Dienstag, 27.12.2016 „Wir sind keine braune Hochburg“

Erstveröffentlicht: 
27.12.2016

Bautzens Oberbürgermeister Alexander Ahrens spricht über Bautzens Mitte, das Lauenareal und seine Chefsache.

 

Bautzen hatte ein turbulentes Jahr – eine Herausforderung für den neuen OB Alexander Ahrens (parteilos), der im Wahlkampf hohe Erwartungen geweckt hatte.

 

2016 war für Bautzen ein denkbar schlechtes Jahr. Herr Ahrens, welche Schlagzeile wünschen Sie sich für 2017?

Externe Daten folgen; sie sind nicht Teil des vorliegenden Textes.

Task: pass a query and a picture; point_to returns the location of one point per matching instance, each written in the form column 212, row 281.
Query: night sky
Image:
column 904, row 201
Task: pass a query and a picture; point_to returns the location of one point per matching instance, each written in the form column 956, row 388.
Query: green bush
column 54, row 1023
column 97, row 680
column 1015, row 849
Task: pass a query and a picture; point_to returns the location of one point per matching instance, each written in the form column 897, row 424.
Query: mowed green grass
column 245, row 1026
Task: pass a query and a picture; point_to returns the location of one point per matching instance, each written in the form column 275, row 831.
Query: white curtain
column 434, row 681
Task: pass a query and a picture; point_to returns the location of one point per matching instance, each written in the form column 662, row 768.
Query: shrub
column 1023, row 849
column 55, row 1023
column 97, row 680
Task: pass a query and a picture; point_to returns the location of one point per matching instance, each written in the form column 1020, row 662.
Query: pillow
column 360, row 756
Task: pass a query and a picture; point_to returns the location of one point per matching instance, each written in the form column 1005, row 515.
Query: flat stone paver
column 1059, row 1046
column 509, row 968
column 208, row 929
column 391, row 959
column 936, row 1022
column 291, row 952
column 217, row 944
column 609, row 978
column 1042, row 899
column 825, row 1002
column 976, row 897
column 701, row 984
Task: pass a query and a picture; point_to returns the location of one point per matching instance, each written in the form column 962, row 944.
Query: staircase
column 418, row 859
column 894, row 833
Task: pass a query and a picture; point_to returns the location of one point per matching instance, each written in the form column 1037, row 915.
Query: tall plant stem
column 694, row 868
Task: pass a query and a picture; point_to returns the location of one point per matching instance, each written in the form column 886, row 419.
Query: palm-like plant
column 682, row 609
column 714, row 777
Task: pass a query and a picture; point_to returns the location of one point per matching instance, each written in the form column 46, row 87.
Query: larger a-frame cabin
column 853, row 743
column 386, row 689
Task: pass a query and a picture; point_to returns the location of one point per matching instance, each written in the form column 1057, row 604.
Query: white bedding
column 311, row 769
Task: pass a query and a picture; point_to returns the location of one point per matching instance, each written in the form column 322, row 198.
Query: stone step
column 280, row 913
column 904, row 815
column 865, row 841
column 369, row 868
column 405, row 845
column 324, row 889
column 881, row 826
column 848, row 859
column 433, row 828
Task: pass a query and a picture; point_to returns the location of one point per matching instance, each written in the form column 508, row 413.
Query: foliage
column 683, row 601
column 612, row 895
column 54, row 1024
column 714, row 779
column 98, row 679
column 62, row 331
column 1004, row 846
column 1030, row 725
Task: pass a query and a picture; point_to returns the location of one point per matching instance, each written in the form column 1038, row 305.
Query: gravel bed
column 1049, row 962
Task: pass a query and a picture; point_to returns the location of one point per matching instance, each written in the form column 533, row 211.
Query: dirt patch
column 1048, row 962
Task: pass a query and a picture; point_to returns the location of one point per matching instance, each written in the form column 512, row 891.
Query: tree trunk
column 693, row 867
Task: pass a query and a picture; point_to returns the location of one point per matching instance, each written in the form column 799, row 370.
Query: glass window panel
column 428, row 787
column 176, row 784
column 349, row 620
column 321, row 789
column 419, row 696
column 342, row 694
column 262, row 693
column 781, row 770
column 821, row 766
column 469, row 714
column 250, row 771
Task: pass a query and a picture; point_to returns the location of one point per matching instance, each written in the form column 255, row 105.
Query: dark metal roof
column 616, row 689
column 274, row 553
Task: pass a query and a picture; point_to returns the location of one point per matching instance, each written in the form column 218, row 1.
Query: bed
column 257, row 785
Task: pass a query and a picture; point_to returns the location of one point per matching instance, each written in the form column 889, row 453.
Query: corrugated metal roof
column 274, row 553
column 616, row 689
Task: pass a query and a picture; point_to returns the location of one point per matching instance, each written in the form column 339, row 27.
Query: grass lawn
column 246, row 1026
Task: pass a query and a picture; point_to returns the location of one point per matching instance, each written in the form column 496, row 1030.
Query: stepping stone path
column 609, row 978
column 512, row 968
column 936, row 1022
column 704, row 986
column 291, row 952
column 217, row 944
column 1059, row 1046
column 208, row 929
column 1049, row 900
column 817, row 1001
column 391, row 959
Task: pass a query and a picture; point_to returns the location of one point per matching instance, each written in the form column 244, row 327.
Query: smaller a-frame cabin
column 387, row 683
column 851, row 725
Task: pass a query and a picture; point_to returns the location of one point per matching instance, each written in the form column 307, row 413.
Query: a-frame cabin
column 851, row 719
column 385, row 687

Gar keine. Ich wünsche mir Ruhe. Wenn Schlagzeilen, dann welche über Industrieansiedlungen.

 

Das klingt nach etwas Konkretem?


Bei Wirtschaftsansiedlungen sind wir in vielversprechenden Gesprächen. Wir haben einen Interessenten aus der Kunststoffbranche, der uns sehr gut tun würde. Der würde auch seinen Hauptsitz nach Bautzen verlegen, was für uns steuerlich sehr vorteilhaft wäre.

 

Sie wollten die Wirtschaftsförderung zur Chefsache machen. Ist das jetzt so?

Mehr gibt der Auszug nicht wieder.